I would like to cover the $n-1$ dimensional hyperplane $H:=\{x\in \mathbb R^n\mid \langle v, x\rangle =0\}$ by balls around $(I-\frac{vv^T}{\langle v,v\rangle})\mathbb Z^n$, where $v\in \mathbb Q^n$. By cover I mean, that I like to find a small number $r>0$ such that $$H\subset \left(I-\frac{vv^T}{\langle v,v\rangle}\right)\mathbb Z^n+B_r(\mathbf 0).$$
My thoughts so far:
- If one of the entries of $v$ is not a rational number, then I suppose, that $(I-\frac{vv^T}{\langle v,v\rangle})\mathbb Z^n$ is not a discrete set. Maybe for some choices the covering radius is zero, but I am not interested in these cases. I'd like $v$ to be in $\mathbb Q^n$.
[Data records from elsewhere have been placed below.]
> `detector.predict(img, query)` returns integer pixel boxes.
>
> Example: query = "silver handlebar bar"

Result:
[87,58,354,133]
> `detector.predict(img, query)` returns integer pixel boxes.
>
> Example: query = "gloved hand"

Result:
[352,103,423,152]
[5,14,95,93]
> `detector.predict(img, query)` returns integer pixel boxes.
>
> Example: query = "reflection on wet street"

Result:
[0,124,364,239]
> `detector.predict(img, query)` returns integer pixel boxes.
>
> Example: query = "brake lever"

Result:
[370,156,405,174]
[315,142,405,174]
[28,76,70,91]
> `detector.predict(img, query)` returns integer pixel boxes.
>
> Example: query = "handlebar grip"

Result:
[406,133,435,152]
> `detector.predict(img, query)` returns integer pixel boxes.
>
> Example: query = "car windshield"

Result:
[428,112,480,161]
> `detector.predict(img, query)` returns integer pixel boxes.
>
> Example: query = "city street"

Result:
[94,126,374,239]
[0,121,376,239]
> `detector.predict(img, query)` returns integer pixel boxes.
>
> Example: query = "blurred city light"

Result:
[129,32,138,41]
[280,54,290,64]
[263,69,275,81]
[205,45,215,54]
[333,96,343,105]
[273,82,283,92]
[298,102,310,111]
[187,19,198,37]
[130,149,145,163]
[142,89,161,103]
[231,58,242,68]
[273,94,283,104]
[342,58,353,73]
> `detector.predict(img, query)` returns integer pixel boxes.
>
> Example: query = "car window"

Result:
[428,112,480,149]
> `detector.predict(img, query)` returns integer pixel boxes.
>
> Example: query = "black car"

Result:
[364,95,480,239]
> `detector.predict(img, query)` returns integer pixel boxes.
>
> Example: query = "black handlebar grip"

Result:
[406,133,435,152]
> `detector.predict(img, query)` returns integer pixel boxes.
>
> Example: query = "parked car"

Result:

- The matrix $\left(I-\frac{vv^T}{\langle v,v\rangle}\right)$ is symmetric and has the eigenvalues 1 and 0 with the eigenspaces $H$ respectively $H^\bot=\operatorname{span}\{v\}$.
If $v=(1,1,\ldots,1,1)^T$, then I can show that the radius is less than $\frac {\sqrt n}{2\sqrt 3}$. But I like to find a vector $v$ such that the radius is less than $\frac{\sqrt n}{3\sqrt 2}$. Is it possible?